(Cet article évoque le scénario de la série. Les passages contenant des informations réservées aux personnes l’ayant déjà vue ou ne craignant pas d’être spoliées sont masqués par défaut et peuvent être dépliés. Le corps de l’article ne révèle aucun élément qui n’est pas présent dans sa bande-annonce ; certains des liens qui y figurent conduisent en revanche vers des articles contenant des révélations.)

Hannah Baker, une élève de première dans un lycée américain ordinaire, s’est suicidée. Sans laisser de lettre. Mais avant sa mort, la jeune femme a enregistré sept cassettes audio, chaque face décrivant l’une des raisons de son suicide, et consacrées et destinées à une personne qu’elle accuse d’être responsable de son mal-être… et de sa mort.

13 Reasons Why | Official Trailer [HD] | Netflix
Durée : 01:59

13 Reasons Why, la série de Netflix adaptée du roman éponyme (2009) de l’écrivain américain Jay Asher, traduit en français sous le titre Treize raisons, a connu un démarrage en fanfare dès son lancement, le 31 mars. En l’espace de deux semaines, la série de treize épisodes — un par face de cassette — s’est d’ores et déjà taillé un succès impressionnant.

Netflix ne communique pas le nombre de fois que ses séries ont été regardées, mais 13 Reasons Why accumule, sur les réseaux sociaux et sur Internet, les records. Le pic de recherches sur Google (chiffres encore partiels) concernant la série s’est payé le luxe de dépasser les volumes recueillis par des classiques comme Hunger Games. Seule une poignée de séries passées maîtresses dans l’art du cliffhanger (« suspense »), dont Game of Thrones et The Walking Dead, a suscité des pics de recherches plus importants dans l’histoire de Google — et encore, qu’après plusieurs saisons.

Au-delà de l’intérêt suscité par cette série — bien aidée par une importante campagne promotionnelle de Netflix et par le fait que la productrice, la chanteuse Selena Gomez, soit l’une des stars préférées des adolescents —, c’est surtout le volume de débats et de discussions l’entourant qui la distingue.

Sur les réseaux sociaux, le nombre de messages consacrés à la série connaît des paliers rarement atteints.

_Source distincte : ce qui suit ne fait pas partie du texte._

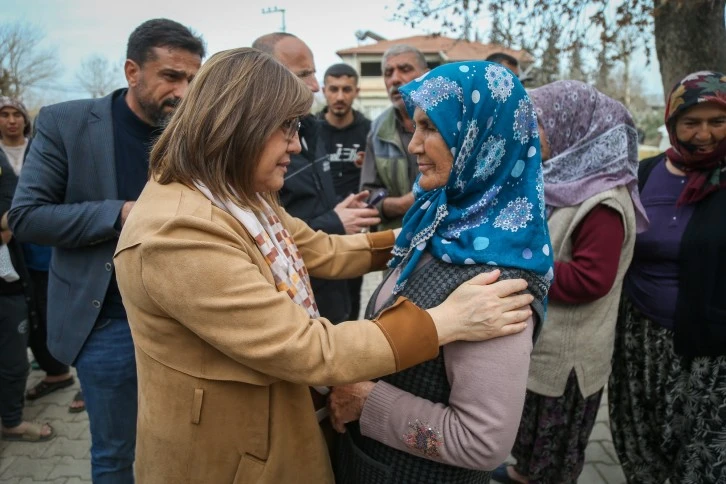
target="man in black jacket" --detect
[318,64,371,318]
[252,32,380,323]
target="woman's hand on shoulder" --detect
[328,381,376,434]
[427,270,534,345]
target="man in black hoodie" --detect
[318,64,371,318]
[252,32,380,323]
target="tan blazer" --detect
[115,181,438,484]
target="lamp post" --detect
[262,7,285,32]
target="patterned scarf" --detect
[389,61,554,294]
[529,81,648,232]
[665,71,726,205]
[195,182,320,318]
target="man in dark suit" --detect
[8,19,205,484]
[252,32,380,323]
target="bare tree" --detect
[0,22,61,98]
[394,0,726,98]
[76,54,121,98]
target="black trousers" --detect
[28,270,70,376]
[0,294,30,427]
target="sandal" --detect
[3,422,55,442]
[68,390,86,413]
[25,377,75,400]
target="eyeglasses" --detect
[280,118,302,141]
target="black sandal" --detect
[68,390,86,413]
[25,377,75,400]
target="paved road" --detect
[0,275,625,484]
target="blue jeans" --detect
[74,319,137,484]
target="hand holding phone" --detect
[366,188,388,208]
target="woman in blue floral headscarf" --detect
[330,62,553,484]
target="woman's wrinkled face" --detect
[676,102,726,154]
[537,121,552,161]
[408,108,454,191]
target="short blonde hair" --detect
[149,48,313,209]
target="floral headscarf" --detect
[389,61,553,294]
[529,81,648,232]
[665,71,726,205]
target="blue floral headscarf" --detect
[389,61,554,294]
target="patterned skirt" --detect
[608,297,726,484]
[512,370,603,484]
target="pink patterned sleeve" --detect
[360,319,534,470]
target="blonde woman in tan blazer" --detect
[115,49,532,484]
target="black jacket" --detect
[638,154,726,357]
[318,107,371,200]
[0,150,37,326]
[280,115,350,323]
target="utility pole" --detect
[262,7,285,32]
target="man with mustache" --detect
[360,44,429,228]
[8,19,205,484]
[252,32,380,323]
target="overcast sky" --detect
[0,0,661,104]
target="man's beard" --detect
[328,106,351,118]
[137,96,181,127]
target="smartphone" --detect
[366,188,388,208]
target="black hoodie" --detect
[318,107,371,200]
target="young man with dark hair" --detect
[8,19,205,484]
[484,52,520,77]
[318,64,371,319]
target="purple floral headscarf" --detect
[529,81,648,232]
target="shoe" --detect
[492,464,521,484]
[3,422,55,442]
[68,391,86,413]
[25,377,75,400]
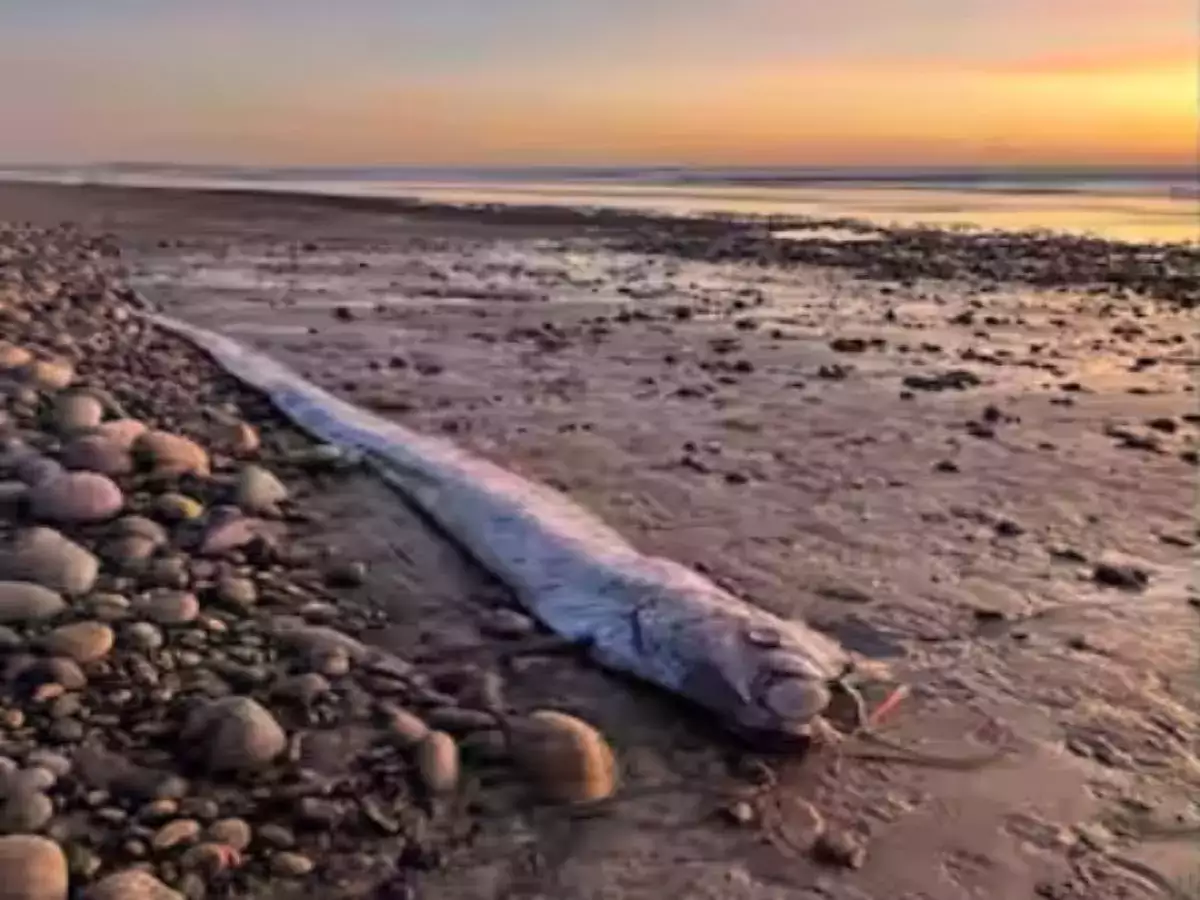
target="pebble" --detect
[271,851,317,878]
[22,359,74,391]
[234,466,288,516]
[416,731,460,794]
[133,588,200,625]
[54,391,104,434]
[84,869,186,900]
[812,830,866,869]
[133,431,212,478]
[0,528,100,595]
[154,493,204,522]
[212,575,258,610]
[60,434,133,476]
[42,622,115,664]
[182,697,288,772]
[28,472,125,523]
[150,818,200,851]
[0,835,70,900]
[206,818,254,851]
[0,581,67,625]
[512,709,618,804]
[92,419,148,454]
[0,787,54,834]
[386,707,430,750]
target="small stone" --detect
[386,707,430,749]
[258,822,296,850]
[154,493,204,522]
[271,851,317,878]
[92,419,148,454]
[133,588,200,625]
[0,528,100,595]
[512,710,618,804]
[0,835,70,900]
[1092,560,1150,590]
[84,869,185,900]
[234,466,288,516]
[416,731,458,794]
[214,575,258,610]
[150,818,200,852]
[60,434,133,476]
[182,697,288,772]
[42,622,115,664]
[481,610,536,640]
[13,454,65,489]
[208,818,254,852]
[133,431,212,478]
[812,830,866,869]
[22,359,74,391]
[29,472,125,523]
[222,422,263,457]
[325,559,367,588]
[54,391,104,434]
[0,787,54,834]
[0,581,67,624]
[0,341,34,372]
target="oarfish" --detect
[151,316,851,742]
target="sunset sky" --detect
[0,0,1200,166]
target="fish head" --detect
[736,628,847,748]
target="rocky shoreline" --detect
[0,220,614,900]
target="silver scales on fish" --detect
[150,314,1012,768]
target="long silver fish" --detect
[151,316,851,743]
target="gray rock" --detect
[29,472,125,522]
[182,697,288,772]
[0,581,67,624]
[13,455,65,489]
[133,588,200,625]
[59,434,133,475]
[0,787,54,834]
[234,466,288,516]
[54,391,104,434]
[0,528,100,595]
[84,869,187,900]
[42,622,115,664]
[0,835,70,900]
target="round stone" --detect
[208,818,254,852]
[133,431,212,478]
[59,434,133,475]
[234,466,288,516]
[83,869,186,900]
[0,341,34,372]
[13,454,65,497]
[92,419,148,452]
[54,391,104,434]
[125,622,166,652]
[22,359,74,391]
[0,528,100,595]
[133,588,200,625]
[29,472,125,522]
[182,697,288,772]
[42,622,115,664]
[0,835,70,900]
[0,787,54,834]
[0,581,67,624]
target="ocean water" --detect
[0,166,1200,242]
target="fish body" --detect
[152,317,851,740]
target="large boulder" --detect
[28,472,125,523]
[182,697,288,772]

Depuis le 30 mars, près de 8 millions de messages ont été publiés sur Twitter, battant largement toutes les autres séries de Netflix, « et le nombre continue de grossir », selon le réseau social. Sur Instragram, les deux acteurs principaux de la série, Katherine Langford (Hannah Baker) et Dylan Minnette (Clay Jensen), accumulent les abonnés au rythme de cent mille à trois cent mille par jour depuis le 31 mars.

Naissance d’un « fandom »

Série dure sur le harcèlement, la dépression, le suicide et la violence, 13 Reasons Why semble avoir ouvert en grand les vannes du mal-être adolescent. Sur Tumblr, la plate-forme de microblogs très fréquentée par les adolescents américains, des dizaines de milliers de messages arborent des GIF animés des protagonistes de la série, discutent de citations des personnages, livrent leurs impressions sur le scénario, évoquent les différences entre le livre et la série, la possibilité qu’il y ait une deuxième saison, comparent des théories plus ou moins alambiquées sur les motivations des personnages…

En l’espace d’une semaine, c’est tout un fandom, une communauté de fans, avec ses fictions, ses codes, ses références, qui est apparu, aux côtés des très établis fandoms de Sherlock ou de Doctor Who.

La plate-forme accueille aussi de très nombreux messages de personnes qui disent avoir été bouleversées, comme d’ailleurs dans la plupart des espaces de discussion en ligne. Ce qui fait visiblement la force de la série est aussi ce qui lui a attiré le plus de critiques : certains commentateurs ont vu dans les treize épisodes une forme de « glorification du suicide », ou, de manière plus mesurée, une manière incorrecte et dangereuse de décrire le processus qui peut y mener.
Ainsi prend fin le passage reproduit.